# NAS for Pizza Steak Sushi NAS

We will use the following additional libraries:
- TorchX (To run training jobs)

We'll tune the following parameters to find a good trade off between model performance and model size:
- batch_size
- embedding_dim
- num_heads
- num_encoders
- learning_rate
- epochs

The training will be carried out using [pizza_steak_sushi.py](./pizza_steak_sushi.py) training script. Here is an example to train a model using this script:
```
python pizza_steak_sushi.py --log_path 'logs/0' --batch_size 2 --embedding_dim 128 --num_heads 2 --num_encoders 2 --learning_rate 0.001 --epochs 2 --subset_size 10
```

Requirements for execution on cloud:
- [] Update TOTAL_TRIALS at [Choose a Generation Strategy](#7-choose-a-generation-strategy)

Cleanup:
- Move GitHub file download code to toolbox

# 1. Prepare Environment

## 1.1. Install Packages

In [25]:
try:
    import torchx
    import torcheval
except:
    print('Installing torchx, torcheval and ax-plaform')
    ! pip install torchx ax-platform torcheval 1>/dev/null

## 1.2. Download Dependencies

In [2]:
from pathlib import Path

remote_files = {
    'pizza_steak_sushi.py': 'https://raw.githubusercontent.com/NareshPS/doi-ml/main/torch/projects/pizza_steak_sushi/pizza_steak_sushi.py',
}

for name, remote_path in remote_files.items():
    if Path(name).exists():
        print(f'File: {name} exists. Skipping Download')
    else:
        ! wget {remote_path}

! ls *.py

File: pizza_steak_sushi.py exists. Skipping Download
pizza_steak_sushi.py


## 1.3. Download Toolbox

In [19]:
toolbox_path = 'toolbox'

if not Path(toolbox_path).exists():
    print(f'Downloading toolbox at {toolbox_path}')
    ! git clone https://github.com/NareshPS/doi-ml-toolbox.git
    ! mv doi-ml-toolbox/torch/toolbox .
    ! rm -rf doi-ml-toolbox
else:
    print(f'Toolbox already exists at {toolbox_path}')

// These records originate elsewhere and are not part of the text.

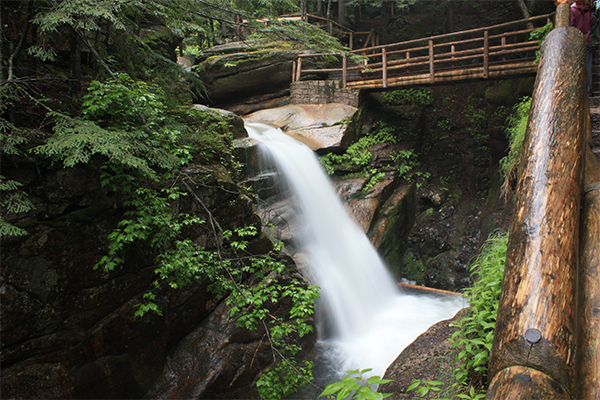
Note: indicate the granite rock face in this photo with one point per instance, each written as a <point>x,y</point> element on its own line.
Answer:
<point>70,331</point>
<point>322,127</point>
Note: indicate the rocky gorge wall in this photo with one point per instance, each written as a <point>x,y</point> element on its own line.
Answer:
<point>70,331</point>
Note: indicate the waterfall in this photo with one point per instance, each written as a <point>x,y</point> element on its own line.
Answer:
<point>371,320</point>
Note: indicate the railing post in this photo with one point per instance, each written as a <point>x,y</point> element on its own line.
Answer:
<point>486,53</point>
<point>344,70</point>
<point>384,66</point>
<point>299,70</point>
<point>294,71</point>
<point>431,66</point>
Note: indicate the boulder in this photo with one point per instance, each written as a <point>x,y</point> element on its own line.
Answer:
<point>429,357</point>
<point>70,331</point>
<point>322,127</point>
<point>238,70</point>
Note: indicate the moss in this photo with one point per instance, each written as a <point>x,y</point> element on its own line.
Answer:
<point>413,268</point>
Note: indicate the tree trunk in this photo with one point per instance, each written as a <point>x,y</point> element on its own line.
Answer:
<point>536,317</point>
<point>75,64</point>
<point>329,17</point>
<point>587,369</point>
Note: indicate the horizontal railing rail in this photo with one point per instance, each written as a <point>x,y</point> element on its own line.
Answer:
<point>491,52</point>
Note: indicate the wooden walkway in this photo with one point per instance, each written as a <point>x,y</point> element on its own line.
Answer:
<point>493,52</point>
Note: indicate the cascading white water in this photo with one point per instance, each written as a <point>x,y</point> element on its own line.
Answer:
<point>372,320</point>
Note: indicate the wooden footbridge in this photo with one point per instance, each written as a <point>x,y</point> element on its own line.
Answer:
<point>494,52</point>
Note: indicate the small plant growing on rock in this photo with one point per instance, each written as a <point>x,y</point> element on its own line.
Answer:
<point>356,387</point>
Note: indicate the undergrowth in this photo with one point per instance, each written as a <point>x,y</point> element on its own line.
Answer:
<point>472,341</point>
<point>515,130</point>
<point>358,158</point>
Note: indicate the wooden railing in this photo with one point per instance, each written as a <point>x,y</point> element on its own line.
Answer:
<point>492,52</point>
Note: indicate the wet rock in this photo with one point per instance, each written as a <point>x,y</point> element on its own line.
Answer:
<point>429,357</point>
<point>322,127</point>
<point>70,331</point>
<point>235,122</point>
<point>238,70</point>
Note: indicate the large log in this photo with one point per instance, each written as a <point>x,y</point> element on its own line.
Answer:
<point>587,369</point>
<point>536,318</point>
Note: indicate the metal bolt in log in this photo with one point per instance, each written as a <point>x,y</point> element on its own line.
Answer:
<point>538,290</point>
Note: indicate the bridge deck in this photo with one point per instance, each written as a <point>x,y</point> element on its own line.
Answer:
<point>494,52</point>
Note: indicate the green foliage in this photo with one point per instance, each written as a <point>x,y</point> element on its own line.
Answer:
<point>417,97</point>
<point>303,34</point>
<point>283,379</point>
<point>473,339</point>
<point>357,154</point>
<point>516,128</point>
<point>356,387</point>
<point>422,387</point>
<point>151,221</point>
<point>13,201</point>
<point>123,102</point>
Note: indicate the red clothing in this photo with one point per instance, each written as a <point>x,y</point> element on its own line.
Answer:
<point>582,20</point>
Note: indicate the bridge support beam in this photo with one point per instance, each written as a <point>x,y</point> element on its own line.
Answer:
<point>535,337</point>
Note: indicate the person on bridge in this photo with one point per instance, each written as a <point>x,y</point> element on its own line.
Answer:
<point>582,18</point>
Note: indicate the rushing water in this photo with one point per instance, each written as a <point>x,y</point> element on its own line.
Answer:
<point>370,320</point>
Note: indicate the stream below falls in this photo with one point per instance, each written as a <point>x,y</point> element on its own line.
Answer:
<point>364,319</point>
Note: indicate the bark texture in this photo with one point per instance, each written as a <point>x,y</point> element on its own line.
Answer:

Toolbox already exists at toolbox


# 1. Define a TorchX AppDef

 We'll define a TorchX AppDef which configures the parameters to the training script.

In [3]:
import torchx

from torchx import specs
from torchx.components import utils
from pathlib import Path

def trainer(
    log_path: str,
    batch_size: int,
    embedding_dim: int,
    num_heads: int,
    num_encoders: int,
    learning_rate: float,
    epochs: int,
    trial_idx: int = -1
) -> specs.AppDef:

    # 1. Configure the location of log files
    if trial_idx >= 0:
        log_path = (Path(log_path) / str(trial_idx)).absolute().as_posix()

    # 2. Define configuration arguments for the training script
    return utils.python(
        '--log_path', log_path,
        '--batch_size', str(batch_size),
        '--embedding_dim', str(embedding_dim),
        '--num_heads', str(num_heads),
        '--num_encoders', str(num_encoders),
        '--learning_rate', str(learning_rate),
        '--epochs', str(epochs),
        '--subset_size', str(10),
        name = 'trainer',
        script = 'pizza_steak_sushi.py',
        image = torchx.version.TORCHX_IMAGE
    )

# 2. Setup TorchX Runner

It configure the execution environment for torchX AppDef.

In [17]:
import tempfile

from ax.runners.torchx import TorchXRunner

# 1. Make a temporary directory to write logs
log_path = Path('logs')
log_path.mkdir(parents=True, exist_ok=True)

# 2. Initialize TorchX Runner
ax_runner = TorchXRunner(
    tracker_base="/tmp",
    component=trainer,
    scheduler="local_cwd",
    component_const_params={"log_path": log_path},
    cfg={},
)

print(f'Ax Runner: {ax_runner} \nLog Path: {log_path}')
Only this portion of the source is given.